Monsieur I. continue de converser avec nous, en anglais. Il nous assure que ces hommes ne sont pas représentatifs du peuple iranien. Ce dernier a été conquis par les musulmans, mais gardent en eux les valeurs du zoroastrisme : avoir le coeur pur, l'esprit honnête et le parler franc. 

Derrière le Mollah, ses deux sbires s'attachent a nous photographier, Justine et moi, en douce derrière leur smartphone. Et Allah dans tout ça?
Le type libidineux finit par nous rejoindre. Il interroge sur notre religion. Massoumeh explique que nous sommes catholiques. Les visages se figent.
Nous n'aurons malheureusement pas la traduction de l'intégralité de la conversation. Elle était sûrement d'un vif intérêt...

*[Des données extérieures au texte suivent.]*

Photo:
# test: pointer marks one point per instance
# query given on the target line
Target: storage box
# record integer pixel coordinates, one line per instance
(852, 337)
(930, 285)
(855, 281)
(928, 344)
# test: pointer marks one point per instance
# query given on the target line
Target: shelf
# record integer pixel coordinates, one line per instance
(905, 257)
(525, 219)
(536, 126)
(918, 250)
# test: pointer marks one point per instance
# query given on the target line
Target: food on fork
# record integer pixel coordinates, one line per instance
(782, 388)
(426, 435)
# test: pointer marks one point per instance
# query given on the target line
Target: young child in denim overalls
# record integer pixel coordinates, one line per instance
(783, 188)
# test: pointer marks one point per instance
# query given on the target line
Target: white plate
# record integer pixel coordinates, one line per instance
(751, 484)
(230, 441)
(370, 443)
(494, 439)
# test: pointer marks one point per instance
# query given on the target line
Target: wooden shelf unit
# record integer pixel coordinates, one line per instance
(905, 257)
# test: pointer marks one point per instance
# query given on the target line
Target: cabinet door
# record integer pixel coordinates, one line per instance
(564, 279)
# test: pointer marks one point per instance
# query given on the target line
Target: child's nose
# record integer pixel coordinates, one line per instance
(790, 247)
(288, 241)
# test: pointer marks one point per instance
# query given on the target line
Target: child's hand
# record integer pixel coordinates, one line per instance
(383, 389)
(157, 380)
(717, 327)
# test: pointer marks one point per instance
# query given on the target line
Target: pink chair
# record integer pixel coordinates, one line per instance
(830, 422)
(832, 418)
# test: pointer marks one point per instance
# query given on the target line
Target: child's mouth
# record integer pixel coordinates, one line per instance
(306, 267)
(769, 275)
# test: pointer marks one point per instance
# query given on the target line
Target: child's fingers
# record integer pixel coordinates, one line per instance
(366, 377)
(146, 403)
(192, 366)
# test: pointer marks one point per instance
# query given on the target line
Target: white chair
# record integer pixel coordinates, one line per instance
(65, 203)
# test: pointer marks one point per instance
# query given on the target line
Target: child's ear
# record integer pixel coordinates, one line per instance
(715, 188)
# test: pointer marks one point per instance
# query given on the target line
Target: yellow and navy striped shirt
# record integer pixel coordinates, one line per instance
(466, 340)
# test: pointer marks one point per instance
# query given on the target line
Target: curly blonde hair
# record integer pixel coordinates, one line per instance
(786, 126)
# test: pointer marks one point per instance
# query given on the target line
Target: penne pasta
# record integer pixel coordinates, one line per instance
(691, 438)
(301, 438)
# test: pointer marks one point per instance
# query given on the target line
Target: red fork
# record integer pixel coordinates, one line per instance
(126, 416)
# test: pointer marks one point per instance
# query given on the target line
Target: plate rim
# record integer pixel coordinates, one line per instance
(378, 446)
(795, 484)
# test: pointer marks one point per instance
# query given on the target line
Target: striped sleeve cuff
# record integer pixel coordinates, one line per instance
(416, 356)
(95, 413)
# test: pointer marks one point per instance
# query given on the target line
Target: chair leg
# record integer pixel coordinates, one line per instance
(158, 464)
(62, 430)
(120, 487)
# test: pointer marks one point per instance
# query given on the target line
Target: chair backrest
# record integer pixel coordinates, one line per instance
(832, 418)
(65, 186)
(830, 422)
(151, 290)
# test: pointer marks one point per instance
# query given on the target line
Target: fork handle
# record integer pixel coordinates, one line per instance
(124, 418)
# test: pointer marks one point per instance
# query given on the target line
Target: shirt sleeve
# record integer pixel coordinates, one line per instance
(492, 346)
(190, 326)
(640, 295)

Une fois les mollah partis, nous avons conversé avec Monsieur I. jusque tard dans la nuit. De la guerre Iran-Irak, ce conflit fratricide qui arrangeait bien l'Occident, de ses études aux états unis, de ses conquêtes, de sa femmes avec qui il ne partage plus rien et dont il va divorcer, de l'Iran et de ses merveilles.
"Vous êtes deux adorables jeunes femmes. Si vous n'étiez pas si jeune et moi si vieux, je vous prendrais comme fiancées". En me regardant : "Allez, emmène-moi avec toi, on se marie - Je ne suis pas si vieux. Seuls mes cheveux sont blancs, tout le reste est très jeune - Mon dieu, si ma femme entendait ça!". Rires.

Ainsi s'est achevée cette soirée mémorable, quelque part dans le désert de Maranjab, au pied d'un caravansérail que tant d'hommes ont fréquenté. Loin, très loin, de notre monde connu.

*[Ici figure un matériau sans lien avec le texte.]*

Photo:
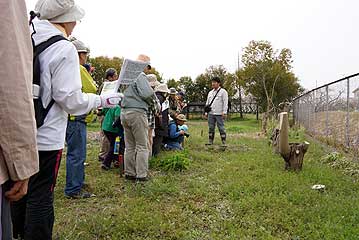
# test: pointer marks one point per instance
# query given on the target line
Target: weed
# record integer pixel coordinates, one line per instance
(176, 161)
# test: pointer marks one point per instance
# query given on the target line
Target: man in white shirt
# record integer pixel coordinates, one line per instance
(217, 100)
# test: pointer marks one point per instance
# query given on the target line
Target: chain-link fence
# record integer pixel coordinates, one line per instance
(331, 112)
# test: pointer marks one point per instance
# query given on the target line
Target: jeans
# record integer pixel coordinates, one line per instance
(212, 120)
(135, 124)
(33, 215)
(111, 156)
(76, 156)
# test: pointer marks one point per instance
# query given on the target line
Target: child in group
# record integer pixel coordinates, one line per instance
(112, 131)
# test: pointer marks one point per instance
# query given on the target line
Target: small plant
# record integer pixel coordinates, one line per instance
(332, 157)
(177, 161)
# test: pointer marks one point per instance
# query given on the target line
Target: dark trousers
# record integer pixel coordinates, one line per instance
(33, 216)
(110, 156)
(157, 144)
(5, 213)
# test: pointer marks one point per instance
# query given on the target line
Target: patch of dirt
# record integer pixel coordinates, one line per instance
(94, 136)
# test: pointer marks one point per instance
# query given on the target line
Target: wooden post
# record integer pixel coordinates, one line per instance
(293, 153)
(283, 134)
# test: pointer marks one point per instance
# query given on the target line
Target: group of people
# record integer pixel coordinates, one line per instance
(136, 124)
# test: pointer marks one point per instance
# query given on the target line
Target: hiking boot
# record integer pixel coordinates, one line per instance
(116, 164)
(144, 179)
(104, 167)
(80, 195)
(130, 178)
(223, 138)
(210, 139)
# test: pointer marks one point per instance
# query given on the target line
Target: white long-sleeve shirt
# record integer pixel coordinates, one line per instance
(220, 103)
(60, 80)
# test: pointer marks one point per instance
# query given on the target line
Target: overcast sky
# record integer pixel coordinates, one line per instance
(185, 37)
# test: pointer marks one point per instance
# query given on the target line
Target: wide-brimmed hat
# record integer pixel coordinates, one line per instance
(152, 79)
(80, 46)
(173, 91)
(162, 87)
(181, 117)
(144, 58)
(59, 11)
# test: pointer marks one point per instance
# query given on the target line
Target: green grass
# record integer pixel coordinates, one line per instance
(242, 193)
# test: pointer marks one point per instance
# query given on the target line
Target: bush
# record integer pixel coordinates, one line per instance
(176, 161)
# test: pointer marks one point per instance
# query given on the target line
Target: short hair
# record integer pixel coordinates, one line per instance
(216, 79)
(110, 72)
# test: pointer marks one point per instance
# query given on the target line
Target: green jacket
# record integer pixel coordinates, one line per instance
(88, 86)
(111, 114)
(138, 95)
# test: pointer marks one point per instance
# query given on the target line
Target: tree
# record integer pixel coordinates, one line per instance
(268, 76)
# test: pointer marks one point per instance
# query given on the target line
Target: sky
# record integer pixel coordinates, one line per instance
(185, 37)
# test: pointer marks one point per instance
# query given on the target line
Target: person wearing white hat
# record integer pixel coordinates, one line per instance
(151, 113)
(76, 133)
(18, 153)
(162, 120)
(60, 92)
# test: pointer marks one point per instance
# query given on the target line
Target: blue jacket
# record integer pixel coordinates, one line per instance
(173, 132)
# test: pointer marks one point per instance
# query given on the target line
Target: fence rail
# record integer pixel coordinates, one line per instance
(331, 112)
(235, 106)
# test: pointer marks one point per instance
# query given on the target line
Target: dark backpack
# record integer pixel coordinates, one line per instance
(40, 111)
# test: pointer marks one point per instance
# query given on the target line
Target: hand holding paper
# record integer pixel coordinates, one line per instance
(110, 100)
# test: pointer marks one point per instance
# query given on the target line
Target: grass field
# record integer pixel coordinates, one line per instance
(242, 193)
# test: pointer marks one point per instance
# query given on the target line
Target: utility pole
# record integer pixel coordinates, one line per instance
(239, 91)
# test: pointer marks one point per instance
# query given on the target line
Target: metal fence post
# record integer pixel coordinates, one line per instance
(327, 112)
(347, 118)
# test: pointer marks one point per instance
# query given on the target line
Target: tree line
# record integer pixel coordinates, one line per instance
(265, 73)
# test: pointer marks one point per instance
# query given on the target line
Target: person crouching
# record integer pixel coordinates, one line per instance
(176, 134)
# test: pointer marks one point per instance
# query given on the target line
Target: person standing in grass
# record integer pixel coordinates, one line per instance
(138, 98)
(162, 120)
(217, 100)
(110, 75)
(112, 132)
(61, 92)
(175, 133)
(76, 133)
(18, 153)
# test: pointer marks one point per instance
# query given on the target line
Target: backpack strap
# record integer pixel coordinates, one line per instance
(38, 50)
(40, 112)
(214, 97)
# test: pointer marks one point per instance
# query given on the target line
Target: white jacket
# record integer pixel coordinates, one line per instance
(220, 104)
(60, 80)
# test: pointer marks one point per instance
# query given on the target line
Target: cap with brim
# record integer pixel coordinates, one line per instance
(181, 117)
(59, 11)
(152, 79)
(173, 91)
(80, 46)
(162, 88)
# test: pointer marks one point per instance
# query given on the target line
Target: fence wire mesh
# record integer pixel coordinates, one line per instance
(331, 113)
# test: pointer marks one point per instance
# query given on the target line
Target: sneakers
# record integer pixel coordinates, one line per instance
(104, 167)
(130, 178)
(80, 195)
(145, 179)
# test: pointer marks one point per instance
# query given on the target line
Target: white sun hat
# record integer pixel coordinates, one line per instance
(152, 79)
(162, 88)
(80, 46)
(59, 11)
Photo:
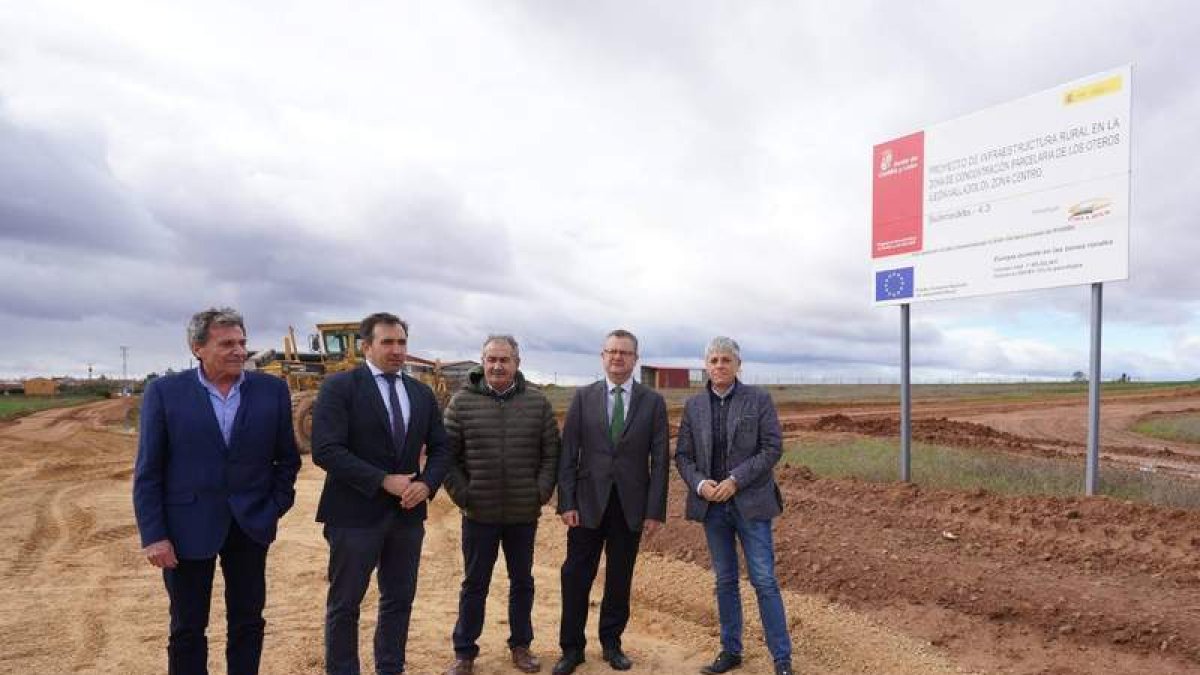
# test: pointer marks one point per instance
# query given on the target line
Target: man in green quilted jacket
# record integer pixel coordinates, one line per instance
(504, 444)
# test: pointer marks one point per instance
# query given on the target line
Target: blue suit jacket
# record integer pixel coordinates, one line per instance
(352, 441)
(189, 484)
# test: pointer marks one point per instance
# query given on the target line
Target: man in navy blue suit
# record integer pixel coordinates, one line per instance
(216, 470)
(369, 426)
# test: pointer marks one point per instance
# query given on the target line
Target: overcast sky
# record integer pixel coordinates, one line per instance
(553, 169)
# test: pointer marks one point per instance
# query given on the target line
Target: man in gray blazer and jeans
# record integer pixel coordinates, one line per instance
(726, 452)
(612, 485)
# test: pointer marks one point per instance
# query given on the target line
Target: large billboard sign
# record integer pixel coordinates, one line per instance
(1032, 193)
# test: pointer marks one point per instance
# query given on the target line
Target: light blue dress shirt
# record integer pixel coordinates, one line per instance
(225, 407)
(382, 383)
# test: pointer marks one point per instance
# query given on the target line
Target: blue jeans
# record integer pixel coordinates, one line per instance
(481, 543)
(723, 526)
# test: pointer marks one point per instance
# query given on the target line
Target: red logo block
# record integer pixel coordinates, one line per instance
(898, 197)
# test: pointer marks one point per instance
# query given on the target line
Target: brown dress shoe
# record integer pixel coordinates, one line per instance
(525, 661)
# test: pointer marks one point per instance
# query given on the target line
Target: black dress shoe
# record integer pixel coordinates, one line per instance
(617, 658)
(725, 662)
(570, 661)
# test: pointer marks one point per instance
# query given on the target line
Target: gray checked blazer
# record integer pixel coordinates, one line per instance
(591, 466)
(751, 453)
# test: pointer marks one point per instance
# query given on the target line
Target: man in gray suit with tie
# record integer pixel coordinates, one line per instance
(612, 485)
(726, 452)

Le lendemain dans la voiture, alors que nous quittons cette parenthèse intemporelle, Massoumeh se tourne vers nous : "About yesterday. Forbiden you to speak. Secret."
Il résonne encore dans ma tête cet air de liberté: "When I was juste a little girl..."

* Monsieur I : Monsieur Nasser Izadi. Compte tenu de la teneur des propos de cet article, j'ai volontairement flouté le nom de notre interlocuteur le temps de notre voyage.

[Chapitre 10] - Pour leur montrer qu'ils ont tord

"A ce rythme la on va repartir avec 5000 photos"
"Oui, mais comme ça on pourra leur montrer qu'ils ont tord" répondit Justine à sa comparse de voyage.

Tord de bout en bout. Ce pays est tellement loin de tout ce qu'on imagine. Noyés dans l'ignorance, encombrés par les discours politisés, les voyageurs viennent peu nombreux a la rencontre du peuple iranien et de sa culture millénaire.
  • Tord sur le rôle de la femme. Parce que les femmes conduisent, étudient et travaillent. 
  • Tord sur la situation économique du pays. Par ce que même si les difficultés ne sont pas minimes, que le chômage est loin d'être négligeable, la pays commerce avec le reste du monde, en particulier avec la Chine.
  • Tord sur l'accès aux médias et aux informations. Parce que toutes les familles ont le satellite et profitent de programmes iraniens hébergés a Dubaï. Parce qu'ils ont accès a Facebook, skype et whatsap.
  • Tord sur le rapport a la religion. Car les plus rigoristes ne sont pas majoritaires, mais qu'ils font beaucoup d'ombre aux plus modérés.
  • Tord sur les infrastructures du pays. Parce que le réseau routier est dans un état que peu de pays sauront égaler, parce qu'il est possible d'acheter ses billets de bus sur internet, parce que les trottoirs sont pavés et propres 
  • Tord sur l'intérêt du pays, qui ne compte pas moins de 17 sites classés au patrimoine mondial de l'UNESCO...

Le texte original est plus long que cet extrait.